Emilio Paniagua era un reputado actor de
teatro clásico en tiempos en los que es difícil vivir del teatro clásico y más
aún llegar a tener algún tipo de reputación. Sin embargo él se sentía muy
comprometido con su vocación y siempre que tenía una oportunidad se embarcaba
en la representación de alguna de sus obras predilectas. Por eso, cuando hace
seis meses le llamó su agente para ofrecerle una gira por todo el país
representando Romeo y Julieta, no se lo pensó.
Seis meses ya siendo Romeo seis de cada
siete noches, en ocasiones dos veces en una jornada, tal vez sean demasiado
para alguien con un temperamento excesivamente tendente a la empatía, como era su
caso. Se había enamorado para posteriormente morir sin lograr culminar su amor
más de 160 veces en el último medio año, y eso le ponía en una situación
emocional francamente inestable. Se preguntaba a menudo de qué le servía formar
parte de una profesión tan bonita como la de contador de historias (que así se
consideraba) si no podía cambiar nunca los hechos trágicos por otros más
amables. ¿Acaso los amantes no merecían un final feliz por una vez?
En ese estado de ánimo se encontraba cuando
comenzó la representación en el último teatro de provincias que tenían
contratado antes de ir a la capital. Al igual que en las últimas ocasiones
salía al escenario pensando: “esta noche lo haré, de hoy no pasa”. Pero sabía que probablemente esta vez tampoco se atrevería.
Todo iba bien, como siempre. Tenían muy
trabajada la obra y no parecía probable que se presentase ningún problema.
Pensó que si lograba tomar el veneno tras ver a su amada muerta, habría pasado
finalmente el peligro de que arruinase la función, y así lo hizo. Después de
todo era un profesional. Así, tras la intervención de Fray Lorenzo, oyó a
Julieta decir “Vete, vete, porque yo no
me quiero ir. ¿Qué hay? ¿Una copa apretada en la mano de mi fiel amor? Ya veo;
el veneno ha sido su fin prematuro: ¡ah cruel! ¡Lo has bebido todo, sin dejarme
una gota propicia que me sirviera después! Besaré tus labios: quizá quede en
ellos un poco de veneno, para hacer morir con un cordial”, y notó sus
labios sobre los propios, y no pudo refrenarse más. ¡Tus labios están calientes” dijo ella, y él comenzó a ponerse en
pié. Le sonrió y comenzó a explicarle que no había muerto, que el veneno había fallado
o que tal vez su beso le había devuelto la vida.
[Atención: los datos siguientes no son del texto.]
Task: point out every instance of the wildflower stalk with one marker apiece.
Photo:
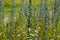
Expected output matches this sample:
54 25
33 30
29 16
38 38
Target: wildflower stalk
1 17
11 26
41 19
29 20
La cara de Julieta era de espanto, como el
murmullo que venía de la platea, pero hizo un verdadero alarde de reflejos y le
dijo “¡oh cruel espectro!, osáis atormentarme ante el cuerpo yacente de mi
amado, ¿acaso no es ya suficiente mi dolor?”, y cogiendo el puñal, se dio
muerte: “Esta es tu vaina: enmohécete
aquí, y hazme morir”. Entró el guardia con el paje de Paris y la obra
continuó hasta el final sin más sobresaltos.
Romeo estaba anonadado, después de todo no
había logrado modificar su trágico sino y además le había parecido detectar un
cierto malestar en sus compañeros de reparto. Nadie parecía comprender la
nobleza de sus intenciones. Estaba muy confuso y su confusión no decreció
cuando, ya en el papel de Emilio, recibió la noticia de su despido. ¿Acaso era
pedir tanto tener un final feliz sólo por una vez? ¿Tan difícil de comprender
era que la tristeza en la que le sumía cada noche la desgracia de Romeo se le
hacía insoportable?
Esa misma noche volvió a su casa y unos días
después llamó a su representante para comunicarle que se retiraba de la profesión.
Éste trató de convencerle para que no lo hiciese. Le dijo que en unos meses se
olvidaría o se convertiría en una anécdota divertida, que después de todo las
cosas que pasan en los teatros de provincias no trascienden, que por eso se
empieza siempre por ellos y que la representación había continuado con el sustituto
con considerable éxito. Pero su decisión era firme y el argumento de la escasa
importancia del incidente no podía ser más desafortunado. En el fondo no se
retiraba como consecuencia de su actuación, sino que le resultaba inasumible
darse cuenta de que mientras que a él se le hacía insoportable la desgracia de
Romeo, a éste le resultaba completamente indiferente la de Emilio. Los
personajes son todos unos ingratos, no merece la pena consagrarles la vida.